ABSTRACT
When measuring the effects of chemotherapeutic agents (antibacterial, antiviral, antifungal, antiprotozoal, and anticancer drugs) the primary end point is killing cells of the pathogen. Many important aspects of drug action can be understood at the whole-cell level — dose-response relationships, selectivity, resistance, and cell cycle specificity. Cell proliferation, cell killing, and cytostasis can all be measured in vitro, and these in vitro parameter values may then be used to predict the course of the disease and its treatment in vivo. The science of cytokinetics provides quantitative tools for the study of these questions. The simplest kinds of cytokinetic model assume a homogeneous pathogen population, with a uniform cell doubling time (and thus exponential growth). Even an unrealistically simple model, neglecting effects of the immune system, acquired drug resistance, heterogeneity of doubling times, and noncycling cell populations, can be useful for asking some kinds of questions. For example, if we have an antimicrobial drug that can eliminate 3 logs of pathogen at its maximum tolerated daily dose, and survivors grow back with a 2.5-h doubling time, and if 11 logs of pathogen cells constitute a lethal dose, what is the largest initial inoculum that can be completely eliminated by daily treatments, and how many treatments will be required? These questions may be studied using the ANTIBACT program (see Appendix). This is a program that simulates effects of antibacterial drugs, administered singly or in combination, at doses and times chosen by the user, on exponentially growing populations of bacteria. Sample output from ANTIBACT is shown in Figure 6.1. Starting with an inoculum of 100 cells, a regimen that gave three log kill every 24 h (beginning at 24 h) eliminated the infection in 19 d. If the inoculum was increased to 2000 cells, the infection could be eliminated in 30 treatments. Larger inocula could not be controlled by 30 daily treatments.
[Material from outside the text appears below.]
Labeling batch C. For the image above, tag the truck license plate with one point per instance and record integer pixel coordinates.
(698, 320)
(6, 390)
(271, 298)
If the doubling time was increased to 3 h, even very large inocula (anything that did not cause death before the first treatment at 24 h) could be controlled by not more than 15 daily treatments. Conversely, if the doubling time was decreased to 2 h,
Days
treatment with a regimen that gave three log kill every 24 h could not control bacterial proliferation, and even an inoculum of one cell was lethal.